Teaching students in religious schools to stay safe from HIV/AIDS
Educating Children About HIV/AIDS

Maalim Ally reads daily lesson with his students outside his Madrassa in Kinodoni, an area northwest of Dar es Salaam, Tanzania.
Photo: USAID/Imani Cheers
Maalim Ally reads daily lesson with his students outside his Madrassa in Kinodoni, an area northwest of Dar es Salaam, Tanzania.

USAID is working with Tanzania’s National Muslim Council to train Madrassa teachers in how to tell their students about ways to prevent HIV and reduce stigma and discrimination.
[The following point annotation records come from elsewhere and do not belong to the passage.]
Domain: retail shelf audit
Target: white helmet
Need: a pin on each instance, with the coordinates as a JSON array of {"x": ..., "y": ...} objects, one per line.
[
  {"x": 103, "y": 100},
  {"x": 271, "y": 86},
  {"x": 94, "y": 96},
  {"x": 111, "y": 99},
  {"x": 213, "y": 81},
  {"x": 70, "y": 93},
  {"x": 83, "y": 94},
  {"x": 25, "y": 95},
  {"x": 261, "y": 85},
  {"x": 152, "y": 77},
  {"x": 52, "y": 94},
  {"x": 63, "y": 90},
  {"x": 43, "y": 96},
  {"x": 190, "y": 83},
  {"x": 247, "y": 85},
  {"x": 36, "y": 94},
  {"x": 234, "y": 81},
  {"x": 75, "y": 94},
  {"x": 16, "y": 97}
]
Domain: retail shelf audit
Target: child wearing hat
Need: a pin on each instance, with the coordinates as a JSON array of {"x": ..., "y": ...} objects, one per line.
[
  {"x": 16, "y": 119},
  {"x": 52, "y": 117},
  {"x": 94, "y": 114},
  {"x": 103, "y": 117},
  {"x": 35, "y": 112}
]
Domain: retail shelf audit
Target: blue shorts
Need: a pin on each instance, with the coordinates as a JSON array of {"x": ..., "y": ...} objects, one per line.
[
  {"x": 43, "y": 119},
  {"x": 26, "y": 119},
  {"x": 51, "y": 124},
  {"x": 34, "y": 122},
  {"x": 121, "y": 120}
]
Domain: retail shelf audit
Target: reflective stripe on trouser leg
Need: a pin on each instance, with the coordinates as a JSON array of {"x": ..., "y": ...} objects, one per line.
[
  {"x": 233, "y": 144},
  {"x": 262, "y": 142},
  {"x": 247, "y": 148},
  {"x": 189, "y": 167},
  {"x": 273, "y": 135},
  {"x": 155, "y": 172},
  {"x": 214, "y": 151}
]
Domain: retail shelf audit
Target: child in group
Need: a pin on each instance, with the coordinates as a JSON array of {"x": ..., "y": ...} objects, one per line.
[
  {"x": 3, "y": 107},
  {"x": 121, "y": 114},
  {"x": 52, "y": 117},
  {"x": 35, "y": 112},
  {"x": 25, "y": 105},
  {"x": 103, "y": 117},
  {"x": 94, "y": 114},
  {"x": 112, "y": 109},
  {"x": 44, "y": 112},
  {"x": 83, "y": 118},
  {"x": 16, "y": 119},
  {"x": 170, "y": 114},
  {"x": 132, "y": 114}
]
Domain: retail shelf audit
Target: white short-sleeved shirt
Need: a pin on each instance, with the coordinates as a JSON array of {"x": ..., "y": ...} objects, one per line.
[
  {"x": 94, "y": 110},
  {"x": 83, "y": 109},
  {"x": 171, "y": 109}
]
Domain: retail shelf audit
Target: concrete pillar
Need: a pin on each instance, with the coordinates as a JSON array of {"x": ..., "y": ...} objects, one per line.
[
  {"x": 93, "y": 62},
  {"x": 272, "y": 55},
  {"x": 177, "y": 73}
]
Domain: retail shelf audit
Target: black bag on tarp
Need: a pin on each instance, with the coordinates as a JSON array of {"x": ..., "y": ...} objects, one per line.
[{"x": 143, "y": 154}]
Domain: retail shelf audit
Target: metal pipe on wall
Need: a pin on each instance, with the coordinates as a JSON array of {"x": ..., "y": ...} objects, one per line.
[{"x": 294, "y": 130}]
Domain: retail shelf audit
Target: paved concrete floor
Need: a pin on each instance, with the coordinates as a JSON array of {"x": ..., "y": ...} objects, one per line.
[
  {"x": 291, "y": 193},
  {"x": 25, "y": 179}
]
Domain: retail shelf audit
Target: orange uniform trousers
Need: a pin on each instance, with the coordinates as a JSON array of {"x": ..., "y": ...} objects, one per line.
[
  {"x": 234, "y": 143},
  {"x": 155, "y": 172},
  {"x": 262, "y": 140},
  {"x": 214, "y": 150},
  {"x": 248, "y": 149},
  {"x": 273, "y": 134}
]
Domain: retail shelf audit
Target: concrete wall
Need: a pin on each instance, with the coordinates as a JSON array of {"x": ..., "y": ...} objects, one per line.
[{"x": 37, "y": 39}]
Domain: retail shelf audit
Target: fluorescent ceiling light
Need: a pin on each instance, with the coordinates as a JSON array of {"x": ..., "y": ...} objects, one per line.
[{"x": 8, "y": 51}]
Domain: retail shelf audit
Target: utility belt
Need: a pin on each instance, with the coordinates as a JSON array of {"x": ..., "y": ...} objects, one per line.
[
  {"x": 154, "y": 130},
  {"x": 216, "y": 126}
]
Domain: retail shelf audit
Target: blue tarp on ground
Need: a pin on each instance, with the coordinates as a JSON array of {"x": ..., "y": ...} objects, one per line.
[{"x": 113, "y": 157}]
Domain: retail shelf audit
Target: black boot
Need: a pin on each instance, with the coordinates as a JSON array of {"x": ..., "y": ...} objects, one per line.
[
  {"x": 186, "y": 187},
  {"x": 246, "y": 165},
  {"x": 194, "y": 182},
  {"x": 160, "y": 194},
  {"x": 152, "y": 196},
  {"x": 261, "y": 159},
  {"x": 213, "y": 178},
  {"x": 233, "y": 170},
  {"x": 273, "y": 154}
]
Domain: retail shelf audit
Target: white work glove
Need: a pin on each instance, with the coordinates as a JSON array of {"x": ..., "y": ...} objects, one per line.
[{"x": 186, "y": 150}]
At the Ibtideae Madrassa in Kinodoni, within Dar es Salaam, Tanzania, morning classes begin with prayers. In a one-room cement building, three dozen students aged 4 to 12 sit in neat rows on a worn red rug, listening intently to their Maalim, or instructor, Omari Ally. Madrassas are schools where children come to study the Koran. In addition to formal public schooling, these students attend Madrassas six days a week for up to four hours each day. As the boys and girls sit in class, a heavy rain begins to batter the metal roof. Students strain to hear Maalim Ally’s message. Today, they are learning about HIV/AIDS prevention.
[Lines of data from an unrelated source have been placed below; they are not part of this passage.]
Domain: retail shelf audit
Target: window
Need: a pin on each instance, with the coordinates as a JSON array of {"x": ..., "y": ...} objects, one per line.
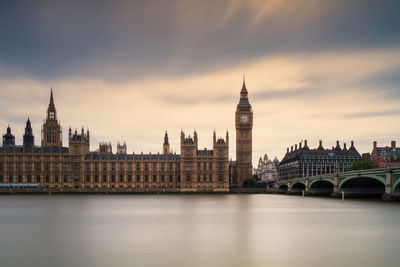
[{"x": 188, "y": 166}]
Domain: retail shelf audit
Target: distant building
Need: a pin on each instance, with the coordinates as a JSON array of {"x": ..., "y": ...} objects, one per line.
[
  {"x": 383, "y": 157},
  {"x": 303, "y": 161},
  {"x": 53, "y": 165},
  {"x": 267, "y": 170},
  {"x": 121, "y": 148}
]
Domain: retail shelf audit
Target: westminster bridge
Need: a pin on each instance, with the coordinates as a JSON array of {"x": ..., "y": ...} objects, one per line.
[{"x": 383, "y": 182}]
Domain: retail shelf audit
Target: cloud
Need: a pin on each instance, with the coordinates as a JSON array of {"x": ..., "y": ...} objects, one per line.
[
  {"x": 293, "y": 97},
  {"x": 123, "y": 40}
]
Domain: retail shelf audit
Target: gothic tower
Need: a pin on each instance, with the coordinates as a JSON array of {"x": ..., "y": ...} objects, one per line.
[
  {"x": 166, "y": 144},
  {"x": 51, "y": 129},
  {"x": 244, "y": 127},
  {"x": 8, "y": 138},
  {"x": 29, "y": 139}
]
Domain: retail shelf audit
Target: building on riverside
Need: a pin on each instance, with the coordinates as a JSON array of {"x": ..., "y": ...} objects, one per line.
[
  {"x": 301, "y": 161},
  {"x": 54, "y": 166},
  {"x": 267, "y": 170},
  {"x": 383, "y": 157}
]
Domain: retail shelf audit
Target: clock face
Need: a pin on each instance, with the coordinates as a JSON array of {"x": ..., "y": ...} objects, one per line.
[{"x": 244, "y": 118}]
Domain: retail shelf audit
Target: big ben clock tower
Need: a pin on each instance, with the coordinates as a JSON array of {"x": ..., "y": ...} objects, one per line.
[{"x": 244, "y": 128}]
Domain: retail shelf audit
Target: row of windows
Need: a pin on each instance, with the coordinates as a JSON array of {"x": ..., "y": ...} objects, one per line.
[{"x": 97, "y": 179}]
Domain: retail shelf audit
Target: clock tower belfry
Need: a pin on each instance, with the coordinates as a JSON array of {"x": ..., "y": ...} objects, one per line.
[{"x": 244, "y": 139}]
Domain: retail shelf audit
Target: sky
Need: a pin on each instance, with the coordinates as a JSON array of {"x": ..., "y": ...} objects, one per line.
[{"x": 129, "y": 70}]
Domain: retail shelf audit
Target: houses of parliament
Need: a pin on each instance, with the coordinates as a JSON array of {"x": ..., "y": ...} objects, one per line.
[{"x": 52, "y": 166}]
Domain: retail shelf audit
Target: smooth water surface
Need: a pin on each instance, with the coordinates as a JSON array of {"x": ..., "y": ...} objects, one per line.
[{"x": 197, "y": 230}]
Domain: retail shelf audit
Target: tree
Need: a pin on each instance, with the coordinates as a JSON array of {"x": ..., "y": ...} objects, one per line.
[{"x": 361, "y": 165}]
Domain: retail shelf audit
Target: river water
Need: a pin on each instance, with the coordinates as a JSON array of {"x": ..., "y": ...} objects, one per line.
[{"x": 197, "y": 230}]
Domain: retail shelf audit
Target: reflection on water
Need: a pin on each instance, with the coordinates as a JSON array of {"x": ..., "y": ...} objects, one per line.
[{"x": 197, "y": 230}]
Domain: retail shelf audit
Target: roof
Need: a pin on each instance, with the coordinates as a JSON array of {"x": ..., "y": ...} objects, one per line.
[
  {"x": 138, "y": 157},
  {"x": 392, "y": 154}
]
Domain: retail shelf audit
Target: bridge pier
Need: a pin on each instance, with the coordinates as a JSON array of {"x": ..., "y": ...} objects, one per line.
[
  {"x": 388, "y": 196},
  {"x": 335, "y": 192}
]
To help stem the spread of HIV, USAID is working with Tanzania’s National Muslim Council (BAKWATA) to train Madrassa teachers in ways to tell students about how to prevent HIV and reduce stigma and discrimination. In collaboration with USAID and the President’s Emergency Plan for AIDS Relief, BAKWATA created a unique way to incorporate HIV/AIDS prevention messages into the lesson plan. This had never been done in Tanzania, where many believe that HIV/AIDS is a curse from God, rather than a preventable disease. Even today, many families hesitate to discuss HIV/AIDS within their homes. Muslim leaders agreed there were benefits to incorporating lessons about HIV prevention into the Madrassa curriculum and they helped produce the Islamic Religious Teacher’s Guide on using the subject in school.
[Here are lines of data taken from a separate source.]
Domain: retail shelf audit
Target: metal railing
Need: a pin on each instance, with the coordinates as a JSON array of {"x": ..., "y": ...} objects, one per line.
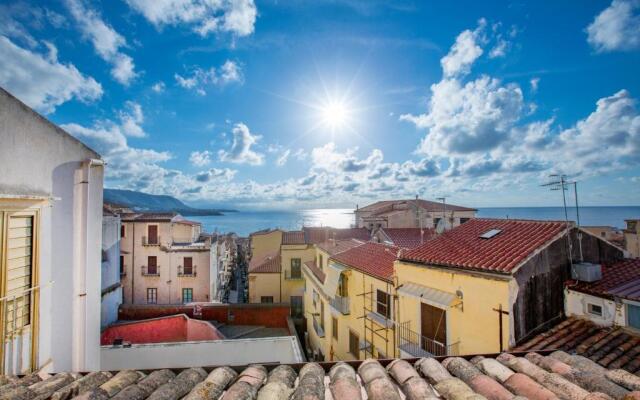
[
  {"x": 150, "y": 271},
  {"x": 151, "y": 241},
  {"x": 341, "y": 304},
  {"x": 420, "y": 346},
  {"x": 291, "y": 276},
  {"x": 187, "y": 271}
]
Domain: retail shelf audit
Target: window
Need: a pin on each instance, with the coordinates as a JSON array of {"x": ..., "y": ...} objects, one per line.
[
  {"x": 297, "y": 308},
  {"x": 152, "y": 265},
  {"x": 382, "y": 303},
  {"x": 594, "y": 309},
  {"x": 152, "y": 295},
  {"x": 633, "y": 316},
  {"x": 187, "y": 295},
  {"x": 296, "y": 272},
  {"x": 354, "y": 344}
]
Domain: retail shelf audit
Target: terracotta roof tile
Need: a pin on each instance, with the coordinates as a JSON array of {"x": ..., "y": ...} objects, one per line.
[
  {"x": 375, "y": 259},
  {"x": 621, "y": 279},
  {"x": 269, "y": 263},
  {"x": 462, "y": 247},
  {"x": 408, "y": 238},
  {"x": 610, "y": 347},
  {"x": 501, "y": 378}
]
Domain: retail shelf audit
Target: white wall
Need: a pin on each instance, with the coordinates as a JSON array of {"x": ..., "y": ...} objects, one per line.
[
  {"x": 211, "y": 353},
  {"x": 39, "y": 159}
]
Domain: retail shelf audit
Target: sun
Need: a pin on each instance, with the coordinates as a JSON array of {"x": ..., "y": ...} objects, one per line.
[{"x": 335, "y": 114}]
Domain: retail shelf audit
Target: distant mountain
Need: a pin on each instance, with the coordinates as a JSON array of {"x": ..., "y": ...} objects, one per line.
[{"x": 139, "y": 201}]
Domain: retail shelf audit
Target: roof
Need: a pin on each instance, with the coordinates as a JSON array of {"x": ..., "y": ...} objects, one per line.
[
  {"x": 375, "y": 259},
  {"x": 621, "y": 280},
  {"x": 269, "y": 263},
  {"x": 425, "y": 378},
  {"x": 462, "y": 247},
  {"x": 408, "y": 238},
  {"x": 317, "y": 272},
  {"x": 424, "y": 204},
  {"x": 610, "y": 347},
  {"x": 333, "y": 247}
]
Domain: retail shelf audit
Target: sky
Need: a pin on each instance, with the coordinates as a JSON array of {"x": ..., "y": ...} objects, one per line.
[{"x": 292, "y": 104}]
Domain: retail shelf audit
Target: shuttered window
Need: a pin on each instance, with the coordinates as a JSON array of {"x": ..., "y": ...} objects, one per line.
[{"x": 19, "y": 235}]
On an early morning during Tanzania’s cool dry season, Maalim Ally teaches a lesson from chapter two of the manual. Titled “Environments that Can Cause AIDS Infections”, children learn how to protect themselves from diseases through good behavior. This includes withstanding the desire to watch inappropriate media images, resisting negative peer pressure, and encouraging faithfulness in committed relationships. USAID helped print and distribute 2,500 manuals in the Dar es Salaam and Iringa regions, reaching some 12,500 Tanzanian youth, and held a six-day training for 54 Maalims on teaching HIV/AIDS issues to young girls and boys. In a country where most new infections occur among 15- to 24-year olds, USAID and BAKWATA are working together to save these young lives one student at a time.